Planet Tracker’s report, Voting Against Nature, found many investors had opposed biodiversity proposals that prevented deforestation and protected animal welfare, despite the wider economy’s dependence on nature. The study found that investors voted against these measures 52% of the time, with only 7% providing any reasoning for doing so.
With biodiversity becoming an increasingly vital environmental issue, especially after COP15 last year, there is significant pressure on investors to advocate for greater change in their portfolio companies and this data shows the financial world has a long way to go to improve its record.
The International Energy Agency (IEA) has announced that investment in solar power will exceed spending on oil production for the first time. Speaking to the Financial Times, Faith Birol, executive director of the IEA, said that if this trend continues, “we can keep the 1.5C goal alive”.
The IEA has predicted that spending in solar will reach $382bn, a large part of the $659bn spent on renewable power and $1.7tn spent on clean technologies more broadly. Further investment will be instrumental in keeping down costs and deploying the technology as widely as possible.

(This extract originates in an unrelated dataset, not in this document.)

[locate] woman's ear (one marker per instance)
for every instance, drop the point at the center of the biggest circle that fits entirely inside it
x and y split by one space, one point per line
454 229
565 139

Amid this enthusiasm, many have pointed out that while investment for renewable energy has rapidly increased, investment in energy infrastructure has not followed suit. In the UK, green energy projects worth billions have been put on hold because there are no available connections – similar problems have emerged in the US where subsidies from the Inflation Reduction Act have led to a surge in green projects.
Investor network FAIRR pressures fast food companies to take threat of Antimicrobial resistance (AMR) seriously
The FAIRR initiative, an investor network backed by $70tn AUM, has announced an engagement targeting 12 of the largest fast food companies in an attempt to improve their transparency regarding the use of antibiotics in their supply chains. The overuse of antibiotics in many factory farm settings has increased the threat of producing diseases that are resistant to these medicines, putting animals and humans at risk.
Antimicrobial resistance (AMR) is internationally recognised as a global public health threat, resulting in an estimated 1.27 million deaths a year, with the potential to reduce global economic output by $100 trillion.
FAIRR will be gathering support for this engagement in the coming month, with the deadline for investors to sign up on July 3rd and plans to publish an assessment of their target companies in Q1 of 2024.
An electric car battery with a range of 1000km announced- a potential breakthrough in the green industry
Gotion High Tech, a start-up that supplies EV batteries to Volkswagen, unveiled a new generation of battery technology this week that would have a single-charge range of 1000km and a life-cycle that would allow it to be fully discharged 4,000 times. Once it becomes mass produced and commercially available in 2024, this new technology could be revolutionary for the EV market, where vehicles typically have a range of under 500km.
Electric vehicles have become a target for investors and policymakers alike, given its potential to vastly reduce emissions in transport, which contributed 37% of global emissions in 2021.
The market for EVs has grown rapidly, most prominently in China, where 1 out of every 4 vehicles sold in 2022 was electric. Many other countries, however, have not had similar success. In the US for instance, electric vehicles comprised only 5.8% of sales last year, a figure that the Biden administration has tried to boost.
Advances in technology such as these could potentially increase the appeal of electric vehicles to consumers and finally create the conditions for a strong market.